Supervisor and examiner:
Rainer Dahlhaus (Heidelberg University)

Second examiner:
Jan JOHANNES

Abstract:
In this doctoral dissertation we will investigate dependence structures in three different cases.
We first provide a framework for empirical process theory of (locally) stationary processes for classes of either smooth or nonsmooth functions. The theory is approached by using the so-called functional dependence measure in order to quantify dependence. This work extends known results for stationary Markov chains and mixing sequences while accounting for additional time dependence. The main contributions consist of functional central limit theorems and nonasymptotic maximal inequalities. These can be employed to show, for example, uniform convergence rates for nonparametric regression with locally stationary noise. We further derive rates for kernel density estimators in the case of stationary and locally stationary observations. A special focus is placed on the functional convergence of the empirical distribution function (EDF). Comparisons with results based on other measures of dependence are carried out, as well.
In a subsequent step, we consider high-dimensional stationary processes where new observations are generated by a noisy transformation of past observations. By means of our previous results we prove oracle inequalities for the empirical risk minimizer if the data is generated by either an absolutely regular mixing sequence ( β -mixing) or a Bernoulli shift process under functional dependence.
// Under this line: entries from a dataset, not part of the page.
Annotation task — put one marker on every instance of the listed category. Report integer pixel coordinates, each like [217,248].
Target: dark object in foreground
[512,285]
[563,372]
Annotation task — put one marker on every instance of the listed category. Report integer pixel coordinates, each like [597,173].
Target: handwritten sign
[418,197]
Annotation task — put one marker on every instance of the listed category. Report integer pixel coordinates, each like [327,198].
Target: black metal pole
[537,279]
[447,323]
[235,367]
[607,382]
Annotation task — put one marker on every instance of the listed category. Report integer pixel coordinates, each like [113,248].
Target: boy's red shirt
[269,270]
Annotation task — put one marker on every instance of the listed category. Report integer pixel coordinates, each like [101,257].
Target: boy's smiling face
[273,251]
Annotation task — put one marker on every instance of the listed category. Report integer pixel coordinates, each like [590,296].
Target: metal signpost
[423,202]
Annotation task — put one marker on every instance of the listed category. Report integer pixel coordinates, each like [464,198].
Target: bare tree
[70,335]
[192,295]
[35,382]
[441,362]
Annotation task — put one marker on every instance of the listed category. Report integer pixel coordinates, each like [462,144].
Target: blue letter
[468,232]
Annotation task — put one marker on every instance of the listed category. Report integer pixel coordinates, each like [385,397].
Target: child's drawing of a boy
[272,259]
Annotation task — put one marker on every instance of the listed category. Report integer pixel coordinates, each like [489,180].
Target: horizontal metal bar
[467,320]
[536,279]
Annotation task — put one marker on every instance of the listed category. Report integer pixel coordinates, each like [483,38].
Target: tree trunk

Assuming that the underlying transformation of our data follows an encoder-decoder structure, we construct an encoder-decoder neural network estimator for the prediction of future time steps. We give upper bounds for the expected forecast error under specific structural and sparsity conditions on the network architecture. In a quantitative simulation we discuss the behavior of network estimators under different model assumptions and provide a weather forecast for German cities using data available by the German Meteorological Service (Deutsche Wetterdienst).
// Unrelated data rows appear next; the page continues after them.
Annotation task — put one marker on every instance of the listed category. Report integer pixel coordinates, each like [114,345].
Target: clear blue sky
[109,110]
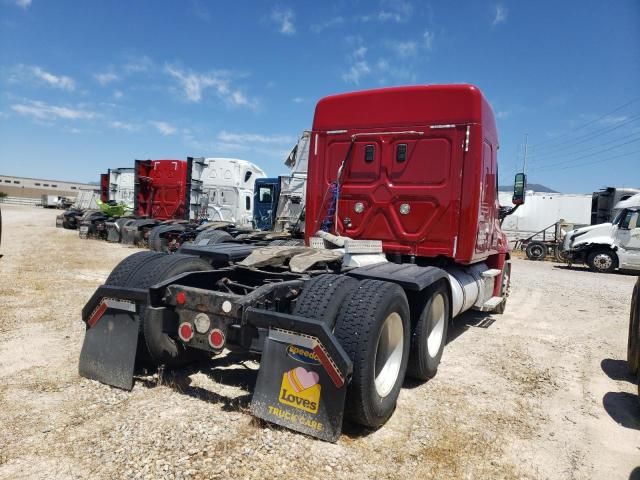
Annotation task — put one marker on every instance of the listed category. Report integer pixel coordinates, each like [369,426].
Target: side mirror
[519,187]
Moving onto a different setting, we study the nonparametric estimation of an unknown survival function with support on the positive real line based on a sample with multiplicative measurement errors. The proposed fully data-driven procedure involves an estimation step of the survival function’s Mellin transform and a regularization of the Mellin transform’s inverse by a spectral cut-off. A data-driven choice of the cut-off parameter balances bias and variance. In order to discuss the bias term, we consider Mellin-Sobolev spaces which characterize the regularity of the unknown survival function by the decay behavior of its Mellin transform. When analyzing the variance term we consider the standard i.i.d. case and incorporate dependent observations in form of Bernoulli shift processes and absolutely regular mixing sequences. In the i.i.d. setting we are able to show minimax-optimality over Mellin-Sobolev spaces for the spectral cut-off estimator.